Sunday, December 9, 2007

You Can Prove a Negative

"A principle of folk logic is that you can’t prove a negative. Skeptics and scientists routinely concede the point in debates about the possible existence of everything from Big Foot and Loch Ness to aliens and even God. In a recent television interview on Comedy Central’s The Colbert Report, for example, Skeptic publisher Michael Shermer admitted as much when Stephen Colbert pressed him on the point when discussing Weapons of Mass Destruction, the comedian adding that once it is admitted that scientists cannot prove the nonexistence of a thing, then belief in anything is possible. [...] There is one big problem with this. Among professional logicians, guess how many think that you can’t prove a negative? That’s right, zero.

[...]

So why is it that people insist that you can’t prove a negative? I think it is the result of two things: (1) Disappointment that induction is not bulletproof, airtight, and infallible, and (2) A desperate desire to keep believing whatever one believes, even if all the evidence is against it. [...] Meaning: your argument against aliens is inductive, therefore not incontrovertible. Since I want to believe in aliens, I’m going to dismiss the argument no matter how overwhelming the evidence against aliens, and no matter how vanishingly small the chance of extraterrestrial abduction.
If we’re going to dismiss inductive arguments because they produce conclusions that are probable but not definite, then we are in deep manure. Despite its fallibility, induction is vital in every aspect of our lives, from the mundane to the most sophisticated science. Without induction we know basically nothing about the world apart from our own immediate perceptions. So we’d better keep induction, warts and all, and use it to form negative beliefs as well as positive ones.
You can prove a negative — at least as much as you can prove anything at all.

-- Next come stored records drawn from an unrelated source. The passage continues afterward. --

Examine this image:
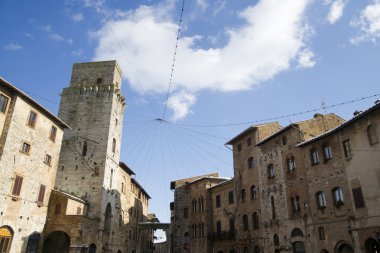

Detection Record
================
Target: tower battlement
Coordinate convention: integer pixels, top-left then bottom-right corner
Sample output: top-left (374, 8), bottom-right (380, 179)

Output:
top-left (70, 61), bottom-right (122, 89)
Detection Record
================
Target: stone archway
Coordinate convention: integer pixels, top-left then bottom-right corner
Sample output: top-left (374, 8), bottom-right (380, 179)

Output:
top-left (42, 231), bottom-right (70, 253)
top-left (335, 241), bottom-right (354, 253)
top-left (88, 244), bottom-right (96, 253)
top-left (365, 238), bottom-right (380, 253)
top-left (0, 226), bottom-right (13, 253)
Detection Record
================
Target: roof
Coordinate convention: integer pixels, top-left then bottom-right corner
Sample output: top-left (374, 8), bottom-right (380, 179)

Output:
top-left (183, 176), bottom-right (231, 185)
top-left (256, 124), bottom-right (298, 146)
top-left (0, 76), bottom-right (70, 128)
top-left (119, 162), bottom-right (136, 176)
top-left (296, 102), bottom-right (380, 147)
top-left (131, 178), bottom-right (152, 199)
top-left (53, 190), bottom-right (87, 204)
top-left (226, 122), bottom-right (280, 145)
top-left (210, 178), bottom-right (235, 189)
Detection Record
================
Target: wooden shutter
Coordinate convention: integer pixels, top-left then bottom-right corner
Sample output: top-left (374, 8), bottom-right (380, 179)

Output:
top-left (12, 176), bottom-right (23, 196)
top-left (37, 184), bottom-right (46, 203)
top-left (352, 187), bottom-right (365, 208)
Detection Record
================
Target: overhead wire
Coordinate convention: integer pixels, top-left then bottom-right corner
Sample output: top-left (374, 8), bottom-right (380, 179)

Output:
top-left (179, 93), bottom-right (380, 128)
top-left (161, 0), bottom-right (185, 120)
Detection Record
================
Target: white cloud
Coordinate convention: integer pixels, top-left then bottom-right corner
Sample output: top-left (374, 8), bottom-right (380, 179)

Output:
top-left (168, 91), bottom-right (197, 121)
top-left (4, 43), bottom-right (24, 51)
top-left (298, 49), bottom-right (315, 68)
top-left (92, 0), bottom-right (314, 119)
top-left (71, 12), bottom-right (84, 22)
top-left (350, 0), bottom-right (380, 44)
top-left (327, 0), bottom-right (347, 25)
top-left (196, 0), bottom-right (207, 11)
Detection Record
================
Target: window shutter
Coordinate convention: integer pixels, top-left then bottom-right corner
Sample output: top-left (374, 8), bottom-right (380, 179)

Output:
top-left (38, 184), bottom-right (46, 203)
top-left (12, 176), bottom-right (23, 196)
top-left (352, 187), bottom-right (365, 208)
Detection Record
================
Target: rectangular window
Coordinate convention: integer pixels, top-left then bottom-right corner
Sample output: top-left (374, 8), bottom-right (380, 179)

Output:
top-left (37, 184), bottom-right (46, 204)
top-left (216, 220), bottom-right (222, 237)
top-left (21, 142), bottom-right (30, 155)
top-left (28, 111), bottom-right (37, 128)
top-left (343, 139), bottom-right (352, 158)
top-left (44, 154), bottom-right (51, 166)
top-left (215, 195), bottom-right (220, 207)
top-left (352, 187), bottom-right (365, 208)
top-left (49, 126), bottom-right (57, 142)
top-left (322, 145), bottom-right (332, 161)
top-left (0, 94), bottom-right (8, 113)
top-left (318, 227), bottom-right (326, 240)
top-left (12, 175), bottom-right (24, 196)
top-left (228, 191), bottom-right (234, 204)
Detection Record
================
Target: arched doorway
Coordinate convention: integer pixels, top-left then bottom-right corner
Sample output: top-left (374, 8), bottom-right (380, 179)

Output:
top-left (42, 231), bottom-right (70, 253)
top-left (365, 238), bottom-right (380, 253)
top-left (0, 226), bottom-right (13, 253)
top-left (25, 232), bottom-right (41, 253)
top-left (335, 241), bottom-right (354, 253)
top-left (292, 242), bottom-right (305, 253)
top-left (88, 244), bottom-right (96, 253)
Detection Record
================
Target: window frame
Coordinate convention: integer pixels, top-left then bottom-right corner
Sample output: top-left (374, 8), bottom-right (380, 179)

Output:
top-left (12, 174), bottom-right (24, 197)
top-left (342, 139), bottom-right (352, 158)
top-left (0, 93), bottom-right (9, 113)
top-left (322, 143), bottom-right (333, 162)
top-left (26, 110), bottom-right (38, 129)
top-left (315, 191), bottom-right (327, 210)
top-left (332, 187), bottom-right (344, 207)
top-left (310, 148), bottom-right (321, 166)
top-left (49, 126), bottom-right (58, 142)
top-left (20, 141), bottom-right (31, 155)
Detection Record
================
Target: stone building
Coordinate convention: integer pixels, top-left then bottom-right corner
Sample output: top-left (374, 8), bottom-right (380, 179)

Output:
top-left (43, 61), bottom-right (153, 253)
top-left (208, 179), bottom-right (237, 252)
top-left (173, 102), bottom-right (380, 253)
top-left (170, 173), bottom-right (228, 253)
top-left (297, 101), bottom-right (380, 253)
top-left (0, 78), bottom-right (68, 253)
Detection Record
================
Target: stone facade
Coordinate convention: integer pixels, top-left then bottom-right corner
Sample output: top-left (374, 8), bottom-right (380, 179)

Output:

Steven D. Hales, Skeptic.com, 7. December 2007

2 comments:

Gary McGath said...

The principle that you can't prove a negative isn't a "concession" -- it's a rejection of an invalid demand.

Without the burden-of-proof principle, any assertion whatsoever can be admitted, and additional arbitrary assertions can be added at will to support it. For example, I could claim that my cat can predict the future. If you challenge me for evidence, I can say that we just haven't learned to translate meowing accurately. Induction rests on the principle of burden of proof; without it, any claim at all can be put into doubt.

Granted, some people utter this principle as a license to spew out any arbitrary assertion which pops into their heads. But they aren't actually using the principle; if they did, they'd have to concede that claims of the Flying Spaghetti Monster, prophesying cats, and all the rest are just as valid as their own claim. What they're doing is special pleading. They're saying, "I'm making a demand which is in principle impossible to satisfy, therefore my reasoning is valid."

If proof were expected for the rejection of arbitrary assertions, then those who make them could exhaust their opponents by making any number of wild supporting claims.

Nick Barrowman said...

When it comes to using observational evidence to argue for existence (a positive claim) or non-existence (a negative claim), and if prove means to establish with certainty, then I don't agree with Steven Hales. You can't prove a negative, whereas you can prove a positive.

The burden of proof then rests upon those making claims of existence.